Ripe tomatoes, cucumbers, green onions and torn grilled flatbread pulled together by a tangy buttermilk dressing and a hint of lemony sumac. This delicious fattoush salad is not to be missed!
Serve this delicious salad with Chicken Souvlaki for the taste of the Mediterranean!
Warm weather is absolutely unimaginable without fresh, seasonal salads. If you are anything like me, you probably also default to what you know. The familiar and the comfortable are not bad things but they could get boring! Quickly.
So let me introduce you to a new salad that is fresh, creative and all around delicious. The taste is exciting and somehow vaguely familiar.
If you grew up eating this simple Tomato and Cucumber Salad all summer long like I did, you will fall head over heels in love with this Lebanese version of it.
This salad is obviously at its best when made with ripe, in season tomatoes, cucumbers and loads of herbs. Visit a local farmer’s market for the best produce. Even better if you grow your own because nothing compares to sweet and juicy tomatoes ripened under the sun instead of a hot house.
What makes fattoush salad even more special is grilled and torn flatbread that gets mixed into the vegetables! It’s almost like a Lebanese cousin of the Italian Panzanella salad.
They share a similar concept. Simple fresh vegetables plus day old bread, so nothing goes to waste!
You can go two ways here. The dressing for fattoush salad could be oil or buttermilk based. They are both delicious but I lean heavily towards creamy dressings as a result of me growing up on sour cream!
The dressing I am sharing today is a mix of buttermilk, vinegar, lemon juice, mint, garlic and oil oil. It’s wonderfully tangy and flavourful!
Sumac spice is added at the end to add a nice tang to the salad. If you are not familiar with sumac, give it a try. Its bright orange colour and bold lemon flavour will brighten up any dish!
What to Serve with Fattoush Salad
I am a huge fan of the Middle Eastern style of eating.
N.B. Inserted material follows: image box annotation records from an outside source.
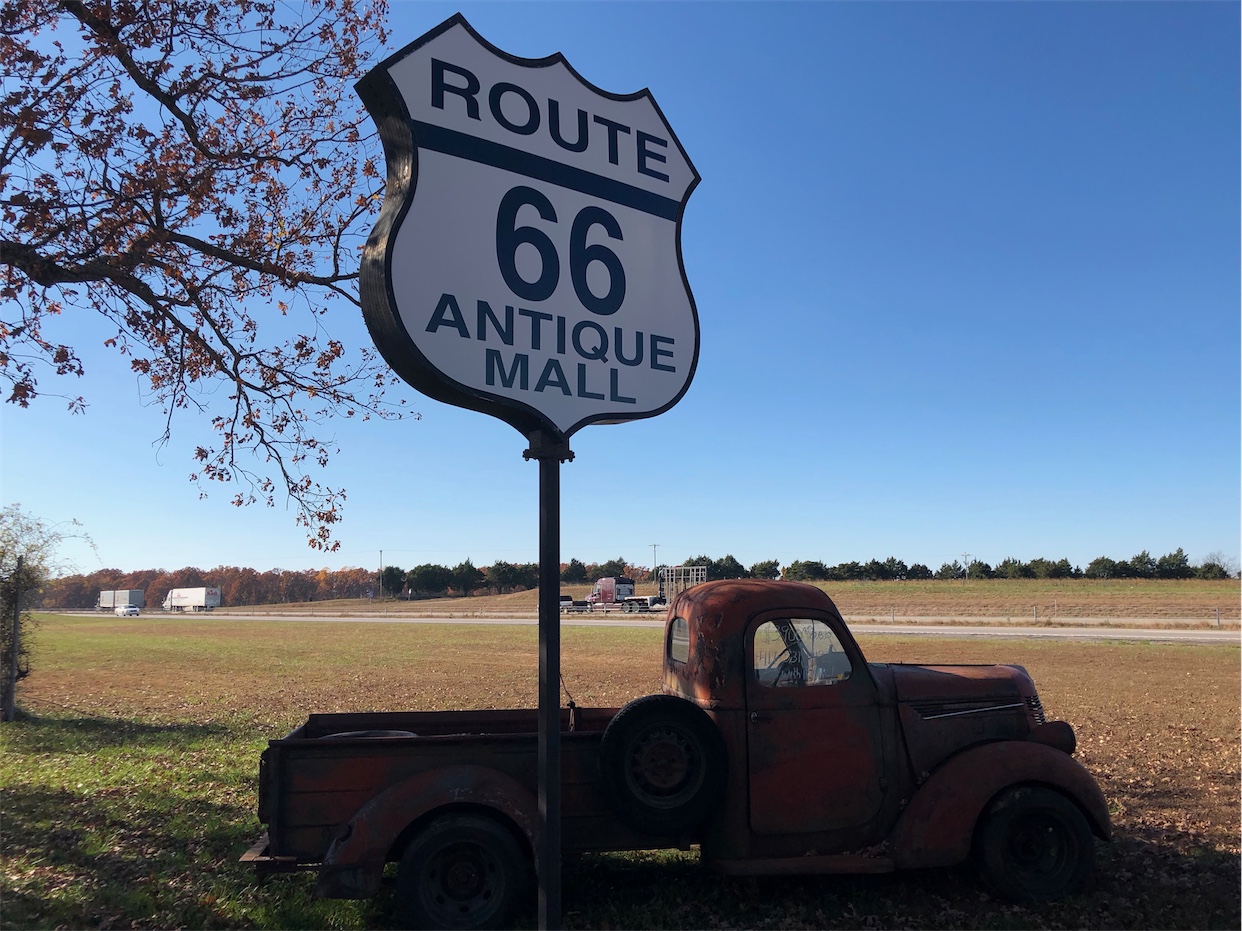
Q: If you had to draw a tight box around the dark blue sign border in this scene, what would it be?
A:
[354,14,700,439]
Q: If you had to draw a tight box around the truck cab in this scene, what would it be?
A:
[640,580,1110,900]
[586,576,633,605]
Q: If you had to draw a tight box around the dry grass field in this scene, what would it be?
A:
[0,616,1242,929]
[224,578,1242,623]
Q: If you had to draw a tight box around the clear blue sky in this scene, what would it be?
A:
[0,2,1242,580]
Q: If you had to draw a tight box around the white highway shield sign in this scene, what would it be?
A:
[358,15,699,437]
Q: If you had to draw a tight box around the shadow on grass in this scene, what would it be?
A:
[553,837,1242,929]
[0,708,237,753]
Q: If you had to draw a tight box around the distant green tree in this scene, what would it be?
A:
[1195,560,1231,582]
[1195,550,1238,578]
[1031,559,1082,578]
[1155,546,1195,578]
[750,560,780,578]
[1130,550,1156,578]
[405,564,453,595]
[380,566,405,595]
[517,562,539,591]
[862,560,889,582]
[1083,556,1130,578]
[487,560,518,595]
[992,556,1035,578]
[884,556,910,580]
[781,560,828,582]
[707,552,750,578]
[560,560,587,585]
[452,559,484,595]
[682,555,715,578]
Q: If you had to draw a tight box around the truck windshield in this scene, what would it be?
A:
[753,618,853,688]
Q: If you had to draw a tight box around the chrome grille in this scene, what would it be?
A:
[1026,695,1047,724]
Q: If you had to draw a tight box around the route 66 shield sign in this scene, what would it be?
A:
[358,15,699,438]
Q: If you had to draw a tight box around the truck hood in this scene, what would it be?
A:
[889,664,1035,714]
[888,664,1043,778]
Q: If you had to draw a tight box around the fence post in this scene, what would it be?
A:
[4,556,22,721]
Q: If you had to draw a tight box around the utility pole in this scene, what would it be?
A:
[4,556,25,721]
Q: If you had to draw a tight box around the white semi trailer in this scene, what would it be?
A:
[164,586,220,611]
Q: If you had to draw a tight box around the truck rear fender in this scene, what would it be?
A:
[317,766,539,899]
[889,740,1113,868]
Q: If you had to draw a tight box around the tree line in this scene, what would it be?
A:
[31,547,1237,608]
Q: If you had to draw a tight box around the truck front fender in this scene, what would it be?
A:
[889,740,1113,868]
[315,766,539,899]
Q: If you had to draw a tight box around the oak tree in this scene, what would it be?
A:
[0,0,399,549]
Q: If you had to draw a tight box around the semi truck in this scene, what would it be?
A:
[586,566,707,613]
[242,580,1112,927]
[164,586,220,611]
[96,588,147,611]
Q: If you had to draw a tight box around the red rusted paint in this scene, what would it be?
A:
[891,741,1113,868]
[252,580,1110,896]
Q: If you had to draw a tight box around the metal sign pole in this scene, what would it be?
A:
[523,430,574,931]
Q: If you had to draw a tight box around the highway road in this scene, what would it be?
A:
[186,612,1242,645]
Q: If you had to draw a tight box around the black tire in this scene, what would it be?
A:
[395,813,530,929]
[600,695,728,834]
[976,786,1095,905]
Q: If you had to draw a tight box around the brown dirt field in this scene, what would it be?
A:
[19,618,1242,927]
[20,618,1242,853]
[221,578,1242,621]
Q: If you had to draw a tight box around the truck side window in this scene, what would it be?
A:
[668,617,691,663]
[754,618,853,689]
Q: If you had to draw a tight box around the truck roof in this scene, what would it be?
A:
[664,578,864,708]
[669,578,837,633]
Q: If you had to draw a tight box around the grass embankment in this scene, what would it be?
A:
[0,616,1240,929]
[213,578,1242,622]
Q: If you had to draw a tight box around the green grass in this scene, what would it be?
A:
[0,616,1240,929]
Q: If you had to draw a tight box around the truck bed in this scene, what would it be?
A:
[258,708,678,866]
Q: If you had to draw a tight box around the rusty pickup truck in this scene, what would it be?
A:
[243,580,1110,927]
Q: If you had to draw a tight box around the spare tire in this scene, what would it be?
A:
[600,695,729,834]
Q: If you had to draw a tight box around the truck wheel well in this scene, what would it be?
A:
[970,780,1108,850]
[384,802,534,863]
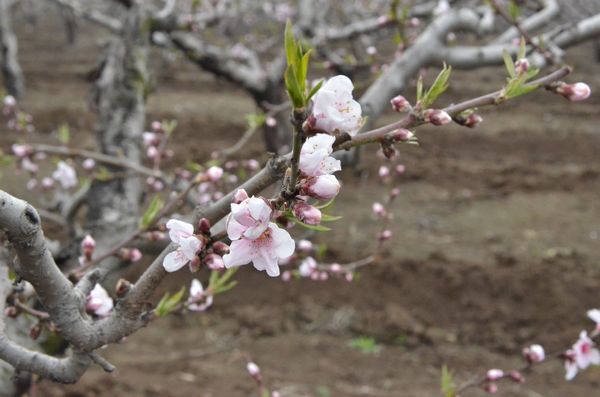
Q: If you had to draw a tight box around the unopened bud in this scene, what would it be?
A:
[515,58,529,75]
[198,218,210,236]
[390,95,412,112]
[212,241,229,256]
[115,278,131,298]
[423,109,452,125]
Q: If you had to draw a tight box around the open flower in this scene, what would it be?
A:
[223,223,295,277]
[300,134,342,176]
[312,75,362,136]
[52,161,78,189]
[227,196,273,240]
[163,219,202,272]
[565,331,600,380]
[187,279,213,312]
[85,284,113,317]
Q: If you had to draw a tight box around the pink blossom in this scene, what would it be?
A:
[485,368,504,381]
[300,134,342,176]
[206,166,223,182]
[52,161,78,189]
[565,331,600,380]
[163,219,202,272]
[293,202,321,225]
[300,175,340,200]
[223,223,295,277]
[187,279,213,312]
[81,159,96,171]
[227,195,273,240]
[313,75,362,136]
[556,82,592,102]
[85,284,113,317]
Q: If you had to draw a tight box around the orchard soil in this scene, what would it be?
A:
[0,16,600,397]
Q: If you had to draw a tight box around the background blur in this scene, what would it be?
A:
[0,3,600,397]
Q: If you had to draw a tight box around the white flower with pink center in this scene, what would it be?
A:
[163,219,202,272]
[85,284,113,317]
[565,331,600,380]
[312,75,362,136]
[52,161,78,189]
[227,196,273,240]
[223,223,295,277]
[187,279,213,312]
[300,134,342,176]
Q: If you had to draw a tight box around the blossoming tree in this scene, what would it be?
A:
[0,0,600,396]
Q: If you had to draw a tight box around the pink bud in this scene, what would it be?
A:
[206,166,223,182]
[423,109,452,125]
[81,159,96,171]
[301,175,340,200]
[463,113,483,128]
[485,368,504,381]
[265,116,277,128]
[556,82,592,102]
[378,165,390,179]
[293,202,321,225]
[390,128,415,142]
[379,229,392,241]
[246,361,260,380]
[204,254,225,270]
[373,202,385,216]
[233,189,248,204]
[151,120,164,132]
[390,95,412,112]
[515,58,529,75]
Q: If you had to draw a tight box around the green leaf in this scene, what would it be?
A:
[421,64,452,109]
[441,365,456,397]
[58,123,71,145]
[140,195,164,229]
[285,65,304,109]
[502,50,516,78]
[517,37,527,59]
[306,80,325,102]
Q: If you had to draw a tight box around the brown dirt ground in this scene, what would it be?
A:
[0,12,600,397]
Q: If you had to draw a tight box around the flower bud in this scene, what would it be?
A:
[212,241,229,256]
[81,234,96,260]
[373,202,385,216]
[515,58,529,75]
[206,166,223,182]
[293,202,321,225]
[423,109,452,125]
[301,175,340,200]
[204,254,225,270]
[556,82,592,102]
[246,361,261,381]
[115,278,131,298]
[463,113,483,128]
[523,345,546,363]
[390,95,412,112]
[233,189,249,204]
[485,368,504,381]
[198,218,210,236]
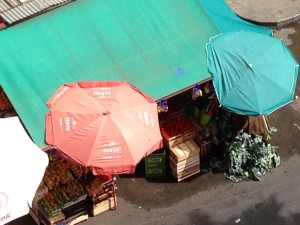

Loads of bold flavours, vibrant vegetables and fresh herbs. What could be better! It seems very complicated at first glance but nothing is further from the truth when you dig a bit deeper.
With a little help from good cookbooks and online recipes it’s easy to recreate the flavours you love at home.
One of my favourite cookbooks is by Yotam Ottolenghi and Sami Tamimi “Jerusalem.” A collection of the authors’ personal favourites from their childhoods spent in Jerusalem. This Fattoush salad comes from that book.
More Middle Eastern inspired recipe to try:
This recipe was originally published 02/2014. Updated and republished in 06/2020.
Middle-Eastern Fattoush Salad
- 1 Stale Naan or Turkish flatbread grilled, large
- 3 Ripe Tomatoes large, diced into ¼ inch
- 1 Thin English Cucumber or mini cucumbers 1 large or 3 mini, diced into ¼ inch,
- 2-3 green onions thinly sliced
- 25g/1/4 cup flat leaf parsley chopped
- 250ml/1 cup buttermilk or plain yogurt
- 1 tbsp dried mint
- 2 cloves garlic crushed
- 3 tbsp lemon juice
- 2 tbsp white wine vinegar or cider vinegar
- 2 tbsp olive oil
- ¾ tsp black pepper
- 1 ½ tsp salt
- 1 tsp sumac orange Middle Eastern spice (lemon flavour)
- Grill or toast your naan or flatbread.
- In a large bowl combine diced cucumbers, tomatoes, sliced onions, crushed garlic and chopped parsley.
- In a small bowl combine buttermilk, lemon juice, white wine vinegar, olive oil, dried mint.
- Pour the dressing over your vegetables, stir to combine and season with salt and pepper.
- Sprinkle with sumac and let it sit for 10 minutes for the flavours to blend. Tear the bread into small pieces and mix in the salad.